The growth plate region in treated mice showed the following: 1) improvement of architecture by reduction of thickened cartilage layer and irregular surface, and 2) reduced cell area in the proliferative zone, although vacuolated chondrocytes with lysosomal distension remained obvious (FIG. 9). Treated mice had reduced storage materials in bone marrow and restoration of bone architecture. The amount of lysosomal storage vesicles in osteoblasts was markedly reduced. The sinus lining cells in bone marrow and bone marrow cells showed complete clearance of storage vesicles. The osteocytes within the bone had substantially reduced storage material with recovery of cortical bone architecture. These pathological improvements correlated with marked improvements shown on X-ray images.

Example 8

Quantitative Analysis of Histopatholoqy

Quantitative analysis of the histopathology of wild-type and untreated and treated MPS VII mouse knees was carried out using the same methods described for the comparison of GUS and PerT-GUS treated mice. These measurements supported our histopathological observations. Untreated MPS VII mice (n=4) had thicker growth plates (p<0.005) and articular cartilage (p<0.02) compared with those in wild-type mice (n=5). PerT-GUS treatment (n=5) reduced the thickness of both the growth plate (p=0.14) and articular cartilage (p=0.24) compared with those in the untreated MPS VII mice (FIG. 10A).

The articular cartilage cellularity in untreated MPS VII mice was increased (p<0.001) compared with that in wild-type mice and was significantly reduced by PerT-GUS treatment (p<0.03; FIG. 10B). By contrast, the cellularity in the proliferative zone of growth plate was not different statistically between wild-type, untreated MPS VII, and PerT-GUS-treated mice (FIG. 10C). Cell sizes in the growth plate and articular cartilage were greatly increased in untreated MPS VII mice compared with wild-type mice (growth plate, p<0.001; articular cartilage, p<0.001). PerT-GUS treatment caused a reduction in cell size at the growth plate (p<0.001) and articular cartilage (p<0.03; FIG. 10D). The number of cells/column in the growth plate of MPS VII mice was decreased when compared with wild-type mice (p<0.02) and there was no difference when compared with PerT-GUS treatment (p=0.19; FIG. 10E). The perimeter-to-length ratio of the growth plate in MPS VII mice was elevated when compared with wild-type mice (p<0.001), showing the irregular morphology of the growth plate in untreated MPS VII mice. The perimeter to length ratio was reduced and approached normal in the PerT-GUS-treated mice (p<0.001; FIG. 10F).

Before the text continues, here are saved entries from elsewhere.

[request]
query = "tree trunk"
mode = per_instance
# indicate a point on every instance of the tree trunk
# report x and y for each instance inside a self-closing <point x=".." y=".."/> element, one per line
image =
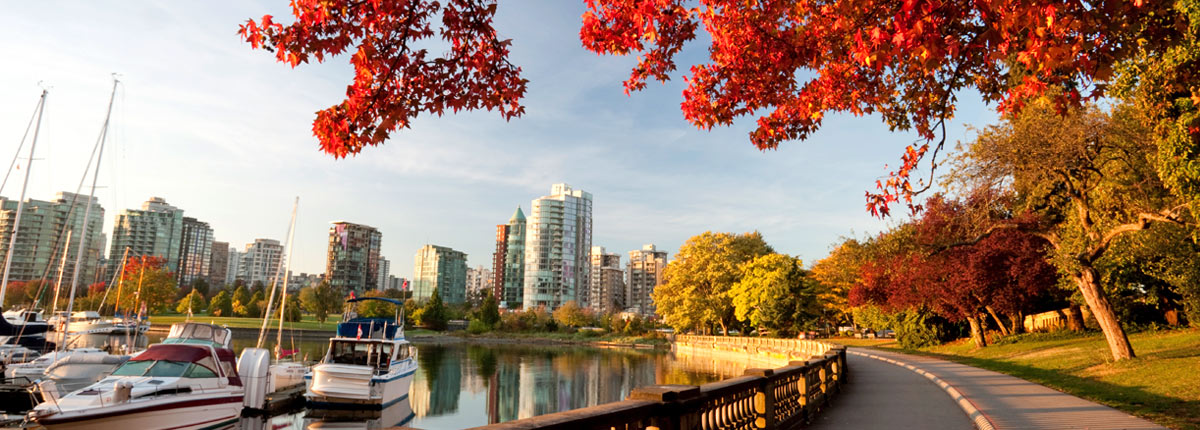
<point x="1074" y="317"/>
<point x="1018" y="320"/>
<point x="1119" y="344"/>
<point x="977" y="334"/>
<point x="1000" y="323"/>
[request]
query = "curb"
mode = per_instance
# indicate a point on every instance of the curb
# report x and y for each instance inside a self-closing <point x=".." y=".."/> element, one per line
<point x="981" y="420"/>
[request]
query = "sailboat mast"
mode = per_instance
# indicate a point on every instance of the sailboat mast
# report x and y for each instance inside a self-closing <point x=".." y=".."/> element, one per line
<point x="283" y="294"/>
<point x="91" y="196"/>
<point x="21" y="202"/>
<point x="270" y="300"/>
<point x="58" y="282"/>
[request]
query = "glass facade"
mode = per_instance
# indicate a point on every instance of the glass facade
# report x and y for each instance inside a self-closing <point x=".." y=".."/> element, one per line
<point x="558" y="243"/>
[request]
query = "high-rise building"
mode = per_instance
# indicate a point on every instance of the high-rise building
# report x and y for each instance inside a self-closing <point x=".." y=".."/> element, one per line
<point x="478" y="281"/>
<point x="502" y="251"/>
<point x="352" y="262"/>
<point x="645" y="272"/>
<point x="509" y="268"/>
<point x="233" y="272"/>
<point x="154" y="231"/>
<point x="558" y="243"/>
<point x="261" y="262"/>
<point x="443" y="269"/>
<point x="219" y="263"/>
<point x="195" y="252"/>
<point x="384" y="273"/>
<point x="43" y="227"/>
<point x="607" y="282"/>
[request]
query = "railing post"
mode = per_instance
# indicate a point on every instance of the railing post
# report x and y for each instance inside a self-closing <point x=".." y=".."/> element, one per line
<point x="765" y="400"/>
<point x="672" y="416"/>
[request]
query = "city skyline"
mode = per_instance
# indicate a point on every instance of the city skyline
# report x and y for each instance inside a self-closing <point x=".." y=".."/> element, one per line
<point x="223" y="132"/>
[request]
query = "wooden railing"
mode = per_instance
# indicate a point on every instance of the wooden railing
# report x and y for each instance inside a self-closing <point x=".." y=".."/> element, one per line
<point x="783" y="398"/>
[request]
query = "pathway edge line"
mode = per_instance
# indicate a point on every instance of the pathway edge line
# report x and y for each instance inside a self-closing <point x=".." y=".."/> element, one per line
<point x="981" y="420"/>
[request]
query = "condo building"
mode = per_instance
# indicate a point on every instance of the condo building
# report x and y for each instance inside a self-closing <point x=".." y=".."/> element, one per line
<point x="558" y="243"/>
<point x="42" y="236"/>
<point x="352" y="262"/>
<point x="645" y="272"/>
<point x="443" y="269"/>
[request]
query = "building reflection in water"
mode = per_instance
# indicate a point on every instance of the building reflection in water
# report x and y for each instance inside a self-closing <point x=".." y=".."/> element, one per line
<point x="461" y="386"/>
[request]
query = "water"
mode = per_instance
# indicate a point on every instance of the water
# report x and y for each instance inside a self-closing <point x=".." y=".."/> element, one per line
<point x="468" y="384"/>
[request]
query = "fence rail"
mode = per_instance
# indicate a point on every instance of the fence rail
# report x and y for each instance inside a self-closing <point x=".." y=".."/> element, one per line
<point x="783" y="398"/>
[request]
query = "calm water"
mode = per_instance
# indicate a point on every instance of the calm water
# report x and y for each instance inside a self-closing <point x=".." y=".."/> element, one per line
<point x="461" y="386"/>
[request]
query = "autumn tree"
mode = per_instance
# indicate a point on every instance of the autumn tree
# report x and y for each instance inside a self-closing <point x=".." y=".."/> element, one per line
<point x="148" y="281"/>
<point x="192" y="303"/>
<point x="1089" y="179"/>
<point x="695" y="285"/>
<point x="839" y="273"/>
<point x="396" y="77"/>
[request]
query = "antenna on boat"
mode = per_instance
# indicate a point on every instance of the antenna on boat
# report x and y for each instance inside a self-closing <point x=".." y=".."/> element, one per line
<point x="91" y="196"/>
<point x="21" y="201"/>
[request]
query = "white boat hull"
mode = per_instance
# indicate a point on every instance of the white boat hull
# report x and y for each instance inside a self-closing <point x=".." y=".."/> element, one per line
<point x="195" y="413"/>
<point x="337" y="386"/>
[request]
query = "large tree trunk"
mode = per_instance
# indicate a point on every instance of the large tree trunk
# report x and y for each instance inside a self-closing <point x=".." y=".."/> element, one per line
<point x="1000" y="323"/>
<point x="1074" y="317"/>
<point x="1018" y="320"/>
<point x="1119" y="344"/>
<point x="977" y="334"/>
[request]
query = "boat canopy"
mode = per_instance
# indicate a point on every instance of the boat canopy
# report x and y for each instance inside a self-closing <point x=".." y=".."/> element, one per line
<point x="369" y="328"/>
<point x="190" y="353"/>
<point x="391" y="300"/>
<point x="198" y="333"/>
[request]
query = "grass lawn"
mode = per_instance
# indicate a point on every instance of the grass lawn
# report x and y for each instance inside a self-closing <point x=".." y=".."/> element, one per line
<point x="1162" y="384"/>
<point x="616" y="338"/>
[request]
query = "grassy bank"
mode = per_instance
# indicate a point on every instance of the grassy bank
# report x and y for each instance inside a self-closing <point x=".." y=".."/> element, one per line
<point x="581" y="338"/>
<point x="1162" y="384"/>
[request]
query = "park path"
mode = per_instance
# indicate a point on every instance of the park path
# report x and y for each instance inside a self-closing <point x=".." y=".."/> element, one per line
<point x="993" y="400"/>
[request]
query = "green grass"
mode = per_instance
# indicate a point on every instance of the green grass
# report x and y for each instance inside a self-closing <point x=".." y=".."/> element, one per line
<point x="1162" y="384"/>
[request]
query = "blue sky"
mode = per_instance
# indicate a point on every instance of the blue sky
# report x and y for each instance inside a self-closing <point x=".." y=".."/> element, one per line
<point x="225" y="133"/>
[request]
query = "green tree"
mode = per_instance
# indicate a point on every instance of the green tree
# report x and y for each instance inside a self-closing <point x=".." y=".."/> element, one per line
<point x="1089" y="179"/>
<point x="775" y="293"/>
<point x="193" y="300"/>
<point x="571" y="315"/>
<point x="694" y="291"/>
<point x="256" y="304"/>
<point x="293" y="311"/>
<point x="490" y="311"/>
<point x="433" y="314"/>
<point x="221" y="305"/>
<point x="321" y="300"/>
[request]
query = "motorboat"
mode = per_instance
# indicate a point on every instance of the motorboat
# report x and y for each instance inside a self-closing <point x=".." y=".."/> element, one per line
<point x="195" y="333"/>
<point x="185" y="384"/>
<point x="34" y="369"/>
<point x="369" y="364"/>
<point x="76" y="371"/>
<point x="83" y="322"/>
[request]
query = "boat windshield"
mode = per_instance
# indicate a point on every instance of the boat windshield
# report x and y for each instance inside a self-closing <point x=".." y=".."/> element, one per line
<point x="361" y="353"/>
<point x="163" y="369"/>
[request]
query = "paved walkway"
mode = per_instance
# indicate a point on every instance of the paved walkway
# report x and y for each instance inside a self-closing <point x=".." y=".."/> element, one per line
<point x="995" y="400"/>
<point x="882" y="395"/>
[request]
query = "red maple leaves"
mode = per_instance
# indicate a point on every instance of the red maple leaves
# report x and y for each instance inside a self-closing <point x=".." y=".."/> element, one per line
<point x="395" y="75"/>
<point x="792" y="61"/>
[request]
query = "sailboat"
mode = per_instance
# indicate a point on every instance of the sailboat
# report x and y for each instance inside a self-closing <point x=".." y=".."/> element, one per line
<point x="265" y="378"/>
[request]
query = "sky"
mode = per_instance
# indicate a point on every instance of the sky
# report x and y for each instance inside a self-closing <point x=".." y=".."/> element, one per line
<point x="225" y="133"/>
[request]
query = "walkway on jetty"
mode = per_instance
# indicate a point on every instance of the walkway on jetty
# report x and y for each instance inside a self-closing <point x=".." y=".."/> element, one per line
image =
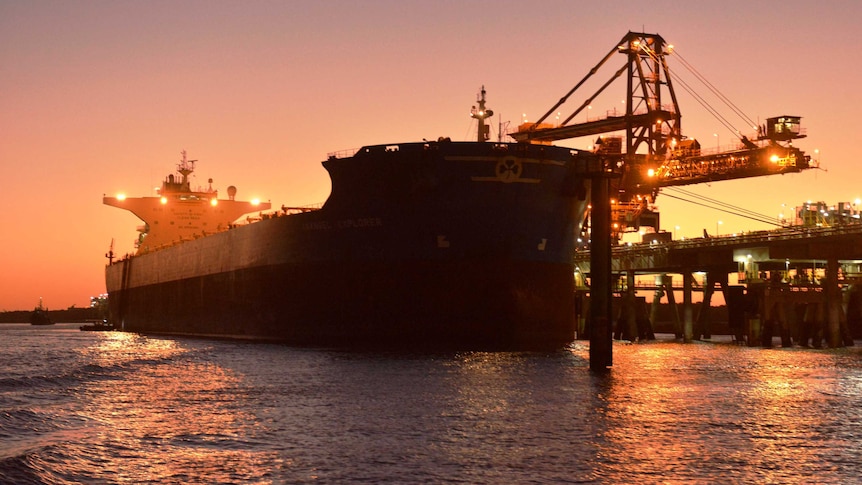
<point x="802" y="283"/>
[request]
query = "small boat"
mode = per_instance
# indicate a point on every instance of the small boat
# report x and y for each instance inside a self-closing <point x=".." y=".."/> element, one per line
<point x="97" y="326"/>
<point x="39" y="316"/>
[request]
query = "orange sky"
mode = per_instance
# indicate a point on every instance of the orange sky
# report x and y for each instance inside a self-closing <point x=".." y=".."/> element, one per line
<point x="98" y="97"/>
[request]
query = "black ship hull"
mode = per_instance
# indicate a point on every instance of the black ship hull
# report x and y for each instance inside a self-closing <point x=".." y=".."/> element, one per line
<point x="455" y="245"/>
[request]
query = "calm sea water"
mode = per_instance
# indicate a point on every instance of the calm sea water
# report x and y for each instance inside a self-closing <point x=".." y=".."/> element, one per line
<point x="90" y="407"/>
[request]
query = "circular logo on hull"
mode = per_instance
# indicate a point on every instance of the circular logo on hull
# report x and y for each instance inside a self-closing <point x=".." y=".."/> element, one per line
<point x="509" y="170"/>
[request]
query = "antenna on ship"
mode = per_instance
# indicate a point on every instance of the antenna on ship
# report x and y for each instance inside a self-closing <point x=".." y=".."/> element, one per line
<point x="185" y="168"/>
<point x="110" y="253"/>
<point x="484" y="132"/>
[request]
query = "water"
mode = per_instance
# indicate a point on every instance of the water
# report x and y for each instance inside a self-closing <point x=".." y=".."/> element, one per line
<point x="92" y="407"/>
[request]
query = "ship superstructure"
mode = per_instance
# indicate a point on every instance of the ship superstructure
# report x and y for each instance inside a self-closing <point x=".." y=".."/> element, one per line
<point x="179" y="213"/>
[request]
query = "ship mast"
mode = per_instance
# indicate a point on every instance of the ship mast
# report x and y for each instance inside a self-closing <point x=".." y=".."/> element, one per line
<point x="484" y="132"/>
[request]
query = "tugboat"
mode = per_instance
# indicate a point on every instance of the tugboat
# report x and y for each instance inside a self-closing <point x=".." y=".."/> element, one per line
<point x="39" y="316"/>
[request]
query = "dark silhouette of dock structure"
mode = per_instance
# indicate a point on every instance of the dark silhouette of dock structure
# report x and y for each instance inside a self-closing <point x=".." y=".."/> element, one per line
<point x="800" y="283"/>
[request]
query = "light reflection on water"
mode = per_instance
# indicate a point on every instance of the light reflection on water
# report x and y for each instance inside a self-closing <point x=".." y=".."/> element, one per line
<point x="734" y="414"/>
<point x="135" y="409"/>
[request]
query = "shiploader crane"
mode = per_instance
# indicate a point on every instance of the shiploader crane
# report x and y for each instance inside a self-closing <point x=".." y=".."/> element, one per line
<point x="648" y="137"/>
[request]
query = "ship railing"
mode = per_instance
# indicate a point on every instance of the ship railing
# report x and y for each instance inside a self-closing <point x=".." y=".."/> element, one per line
<point x="343" y="153"/>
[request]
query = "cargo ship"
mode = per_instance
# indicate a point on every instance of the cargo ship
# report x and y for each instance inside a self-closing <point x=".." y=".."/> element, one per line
<point x="443" y="244"/>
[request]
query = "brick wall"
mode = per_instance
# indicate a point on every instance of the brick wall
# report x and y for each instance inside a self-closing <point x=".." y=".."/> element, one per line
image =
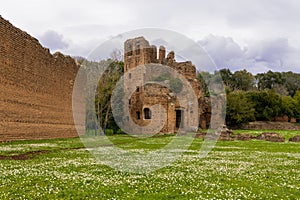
<point x="36" y="88"/>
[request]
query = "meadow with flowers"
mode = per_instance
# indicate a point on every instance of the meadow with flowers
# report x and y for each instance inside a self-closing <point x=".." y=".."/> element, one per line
<point x="64" y="169"/>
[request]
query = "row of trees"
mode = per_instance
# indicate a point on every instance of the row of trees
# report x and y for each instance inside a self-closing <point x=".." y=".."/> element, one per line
<point x="261" y="97"/>
<point x="266" y="105"/>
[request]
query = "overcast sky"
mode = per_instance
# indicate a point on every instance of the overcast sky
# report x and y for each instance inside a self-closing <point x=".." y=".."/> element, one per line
<point x="257" y="35"/>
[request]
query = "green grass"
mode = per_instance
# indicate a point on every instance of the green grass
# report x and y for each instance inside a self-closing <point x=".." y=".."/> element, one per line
<point x="287" y="134"/>
<point x="232" y="170"/>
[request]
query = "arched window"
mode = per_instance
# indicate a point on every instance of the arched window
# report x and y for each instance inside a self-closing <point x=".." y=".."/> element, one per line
<point x="147" y="113"/>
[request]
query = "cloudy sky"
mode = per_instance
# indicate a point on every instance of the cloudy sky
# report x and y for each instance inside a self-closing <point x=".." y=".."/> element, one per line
<point x="256" y="35"/>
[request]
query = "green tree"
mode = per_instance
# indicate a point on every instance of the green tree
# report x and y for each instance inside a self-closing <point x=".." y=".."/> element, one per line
<point x="243" y="80"/>
<point x="239" y="109"/>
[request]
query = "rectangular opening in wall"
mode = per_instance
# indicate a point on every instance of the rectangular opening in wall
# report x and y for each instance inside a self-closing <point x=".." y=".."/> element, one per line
<point x="138" y="115"/>
<point x="179" y="118"/>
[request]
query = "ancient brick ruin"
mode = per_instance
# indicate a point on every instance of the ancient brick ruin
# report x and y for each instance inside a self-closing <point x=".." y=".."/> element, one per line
<point x="139" y="52"/>
<point x="36" y="88"/>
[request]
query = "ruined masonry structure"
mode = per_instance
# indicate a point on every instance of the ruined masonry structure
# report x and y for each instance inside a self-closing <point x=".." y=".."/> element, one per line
<point x="36" y="88"/>
<point x="138" y="52"/>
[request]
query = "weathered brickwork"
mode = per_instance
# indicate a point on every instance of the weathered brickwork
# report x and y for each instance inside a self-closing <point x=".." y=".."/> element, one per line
<point x="139" y="52"/>
<point x="36" y="88"/>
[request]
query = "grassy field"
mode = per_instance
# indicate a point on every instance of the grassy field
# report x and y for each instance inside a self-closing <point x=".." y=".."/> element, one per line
<point x="64" y="169"/>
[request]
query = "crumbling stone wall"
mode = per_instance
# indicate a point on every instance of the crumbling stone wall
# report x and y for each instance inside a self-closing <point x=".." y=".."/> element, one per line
<point x="36" y="88"/>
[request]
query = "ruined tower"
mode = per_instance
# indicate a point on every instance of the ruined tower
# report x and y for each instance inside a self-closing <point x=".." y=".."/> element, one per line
<point x="138" y="52"/>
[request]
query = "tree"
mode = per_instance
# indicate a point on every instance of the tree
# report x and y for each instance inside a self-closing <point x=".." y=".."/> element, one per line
<point x="105" y="89"/>
<point x="239" y="109"/>
<point x="269" y="80"/>
<point x="243" y="80"/>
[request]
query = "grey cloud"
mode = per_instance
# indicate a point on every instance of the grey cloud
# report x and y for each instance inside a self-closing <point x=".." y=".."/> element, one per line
<point x="258" y="56"/>
<point x="53" y="40"/>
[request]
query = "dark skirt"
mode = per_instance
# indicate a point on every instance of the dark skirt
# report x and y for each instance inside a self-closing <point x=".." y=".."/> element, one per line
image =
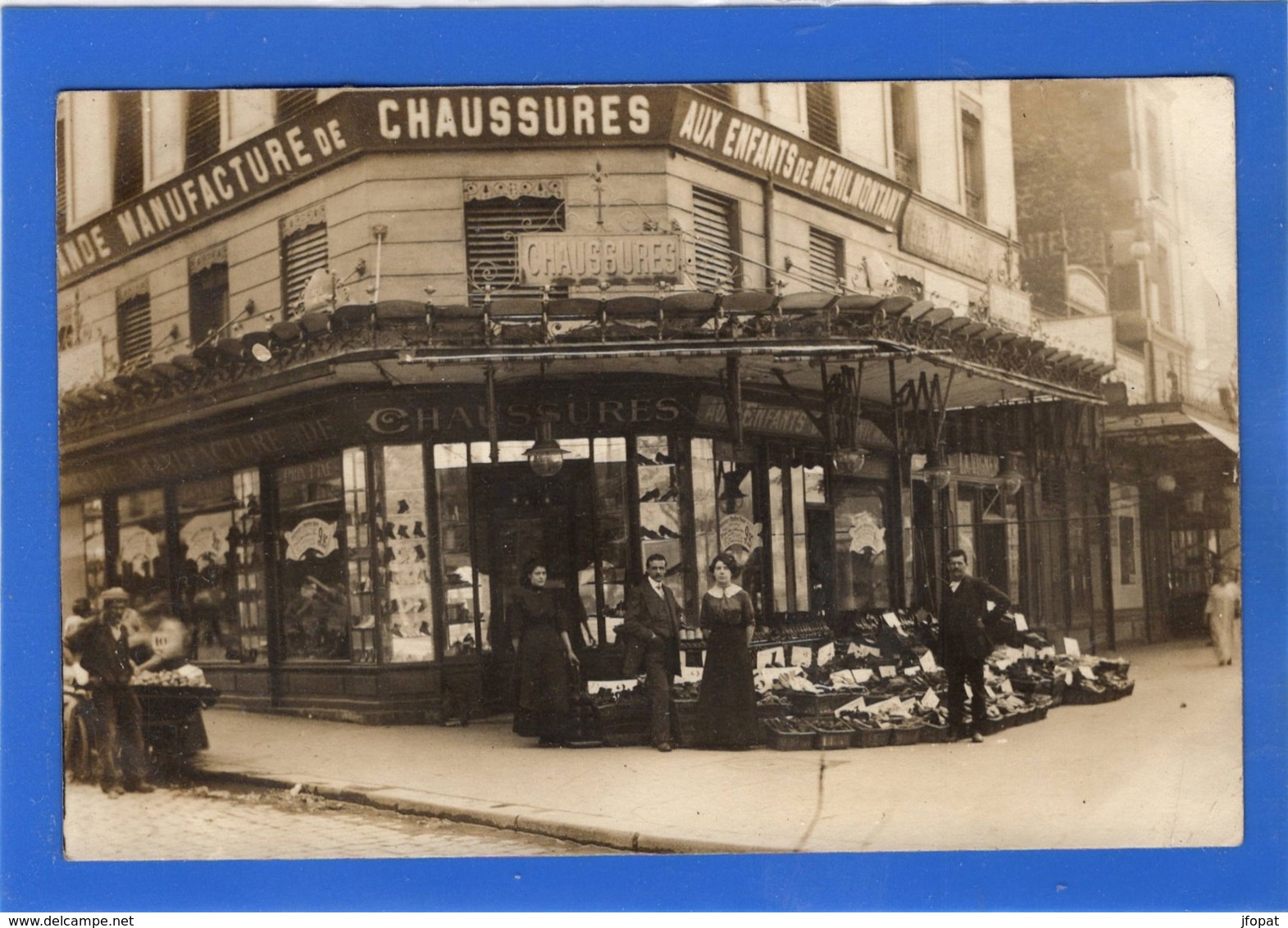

All publications and patents cited in this specification are hereby incorporated by reference in their entirety. The discussion of the references herein is intended merely to summarize the assertions made by the authors and no admission is made that any reference constitutes prior art. Applicants reserve the right to challenge the accuracy and pertinence of the cited references.